Around the same time, Massie said that vaccines “provoke your body into providing a natural immune response — the natural immune response that a prior COVID infection also elicits. To deny the effectiveness of the natural immune response is to deny the basis of the vaccine.”
Any changes to how the CDC sees COVID-19 will require careful, clearly laid out policy changes. The last thing the Biden administration would want is for scores of unvaccinated people to get infected purposely as an alternative to getting the shots.

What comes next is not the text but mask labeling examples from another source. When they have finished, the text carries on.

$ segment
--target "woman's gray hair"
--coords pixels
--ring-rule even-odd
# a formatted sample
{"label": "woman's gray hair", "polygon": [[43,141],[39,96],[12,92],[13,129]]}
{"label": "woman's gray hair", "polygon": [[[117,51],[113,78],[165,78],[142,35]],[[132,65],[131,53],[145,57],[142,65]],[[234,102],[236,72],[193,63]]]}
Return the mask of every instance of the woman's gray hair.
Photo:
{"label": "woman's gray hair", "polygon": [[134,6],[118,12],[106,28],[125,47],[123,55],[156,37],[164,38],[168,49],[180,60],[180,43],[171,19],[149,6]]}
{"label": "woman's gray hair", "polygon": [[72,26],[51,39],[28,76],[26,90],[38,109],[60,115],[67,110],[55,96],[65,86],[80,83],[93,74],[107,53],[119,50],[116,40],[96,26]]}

“Particularly those that are vaccine-hesitant may get sucked into the notion of ‘this isn’t very important anymore if I get infected’ and ‘I’m done, I don’t need a booster,'” Kelen said. “There are some very, very serious complications in people who wind up in a hospital and some very long-term impacts. So it’s not quite as trivial as ‘I’ll go get infected.'”
“Getting sick so that you don’t get sick doesn’t make a lot of sense, especially for people who have not been vaccinated and actually still are therefore fairly vulnerable if they’ve never been infected before,” Dowdy said. “On one hand, we need to acknowledge that both infection and vaccination provide protection against future illness while also not encouraging people to intentionally get sick and recognizing that policies around using previous infection as a substitute for vaccination have some problems.”
The CDC and the Department of Health and Human Services did not respond to requests for comment.